Before the film is over, Devries will be ignored and rebuffed by state agriculture officials and forced to take action on his own. A neighbor, played by Art Carney, in an unfortunately dolorous state, is also stricken by effects of the virulent chemical. The mother will be warned not to nurse her baby because the PBB has found its way into her own system.

Even on physical terms, Howard's performance is Olympic-caliber. He not only helps deliver calves, he struggles hopelessly to rouse a comatose cow, he gives mouth-to-mouth to a calf born dead, he uncovers a flock of farm rats killed by the chemical (and later dumps them, each in its own Baggie-coffin, on the conference table at the agriculture department), and he stands up to beefy, hardened bureaucrats.

As an actor and as a producer-director ("Skyward," earlier this season on NBC), Ron Howard seems determined to make a contribution to television, and with "Bitter Harvest," he and others in the case, director Roger Young and executive producer Charles Fries, have made one. This is a television movie with no phony happy ending and no artificial preservatives.

"Freedom" belongs to a faded genre -- sagas of Troubled Youth Finding Its Way -- but revives the form in very serious and occasionally commanding style.
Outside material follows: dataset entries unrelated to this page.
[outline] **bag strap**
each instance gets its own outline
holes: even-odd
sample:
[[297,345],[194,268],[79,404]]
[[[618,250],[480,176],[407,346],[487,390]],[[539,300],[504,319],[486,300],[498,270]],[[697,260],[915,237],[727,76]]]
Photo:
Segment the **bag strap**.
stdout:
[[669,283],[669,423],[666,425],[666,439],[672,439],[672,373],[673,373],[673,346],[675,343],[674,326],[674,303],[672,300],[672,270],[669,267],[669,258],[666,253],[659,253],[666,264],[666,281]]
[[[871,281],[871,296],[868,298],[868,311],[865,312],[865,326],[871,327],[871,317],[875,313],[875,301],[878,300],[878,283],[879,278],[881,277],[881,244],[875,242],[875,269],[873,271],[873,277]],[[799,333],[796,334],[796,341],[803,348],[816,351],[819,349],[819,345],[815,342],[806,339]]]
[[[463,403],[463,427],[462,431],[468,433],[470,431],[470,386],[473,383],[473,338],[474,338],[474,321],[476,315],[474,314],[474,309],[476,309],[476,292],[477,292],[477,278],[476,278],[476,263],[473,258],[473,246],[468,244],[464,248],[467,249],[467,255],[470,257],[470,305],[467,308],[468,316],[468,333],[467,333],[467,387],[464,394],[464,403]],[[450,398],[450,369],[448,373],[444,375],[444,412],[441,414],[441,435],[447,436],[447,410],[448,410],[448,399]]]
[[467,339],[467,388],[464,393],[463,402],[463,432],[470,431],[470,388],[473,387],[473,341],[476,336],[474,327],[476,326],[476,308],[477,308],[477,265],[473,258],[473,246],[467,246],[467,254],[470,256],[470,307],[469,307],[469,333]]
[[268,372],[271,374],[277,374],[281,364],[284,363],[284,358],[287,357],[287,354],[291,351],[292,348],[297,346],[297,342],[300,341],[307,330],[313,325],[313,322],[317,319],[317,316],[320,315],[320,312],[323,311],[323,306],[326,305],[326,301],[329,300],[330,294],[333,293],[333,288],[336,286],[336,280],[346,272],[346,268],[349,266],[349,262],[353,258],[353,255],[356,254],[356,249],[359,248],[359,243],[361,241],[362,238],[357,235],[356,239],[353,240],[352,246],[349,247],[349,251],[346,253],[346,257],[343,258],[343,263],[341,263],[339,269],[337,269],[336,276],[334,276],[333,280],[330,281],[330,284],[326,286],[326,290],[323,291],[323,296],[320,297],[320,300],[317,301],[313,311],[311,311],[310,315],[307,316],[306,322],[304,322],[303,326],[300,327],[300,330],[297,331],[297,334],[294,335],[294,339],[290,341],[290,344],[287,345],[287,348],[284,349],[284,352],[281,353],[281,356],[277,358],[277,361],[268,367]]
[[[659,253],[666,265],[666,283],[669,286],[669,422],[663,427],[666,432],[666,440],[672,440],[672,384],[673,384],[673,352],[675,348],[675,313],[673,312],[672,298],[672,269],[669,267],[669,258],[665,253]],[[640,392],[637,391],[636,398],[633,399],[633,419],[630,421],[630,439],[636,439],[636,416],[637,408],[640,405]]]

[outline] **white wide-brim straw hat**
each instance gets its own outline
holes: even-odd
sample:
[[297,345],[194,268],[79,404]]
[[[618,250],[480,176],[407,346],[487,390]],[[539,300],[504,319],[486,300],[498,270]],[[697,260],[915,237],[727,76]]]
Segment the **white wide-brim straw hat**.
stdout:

Young Libby, the girl played by Winningham, comes from an affluent but split household. Mom is a cold cod played by the always off-putting Jennifer Warren. The girl wants to move out on her own, on the grounds that she and her mother cannot get along.

Ah, but they really do love each other, it evolves -- after the youngster has toured parts of the land with a traveling carnival and had a mild affair with one of its rowdies (Peter Horton). She returns home on the day of her mother's second wedding. "We've punished each other long enough, haven't we, Libby?" Mom says and adds, later, teary-eyed, "I'm here for you. I'm only me. Take what you need."

Why do these mother-daughter fandangos degenerate into that kind of arch feelspeak? At least "Freedom" is better than the lugubrious "Strangers" on CBS last season. After watching it for a while, though, your eyebrows begin to ache. The weight of the world can get awfully arduous. Winningham, though, keeps the film watchable. She's more than just beautiful now, having evolved from the ingratiating pudge-o of "Amber Waves"; she's fascinating in her way, and not given to actor's tricks. Her responses always seem genuine, and she dignifies writer Barbara Turner's dialogue by breathing life even into the more unwieldy pronouncements.

Joseph Sargent, the director, breaks up the whimpering with such touches as a carnival-dismantling montage to "Orange Blossom Special." But the critical music of the film consists of a score written by Janis Ian and sung winningly by Winningham; the songs lift the film out of self-pitying doldrums more than once.Other merciful distractions include an appearance by venerable J. Pat O'Malley, who has aged very handsomely. As the owner of the carnival, he topples over in his lawn chair one day and dies, and the carnival crew salutes him by giving his casket one last ride on the Ferris wheel.

One last ride on the Ferris wheel is something to look forward to, all right.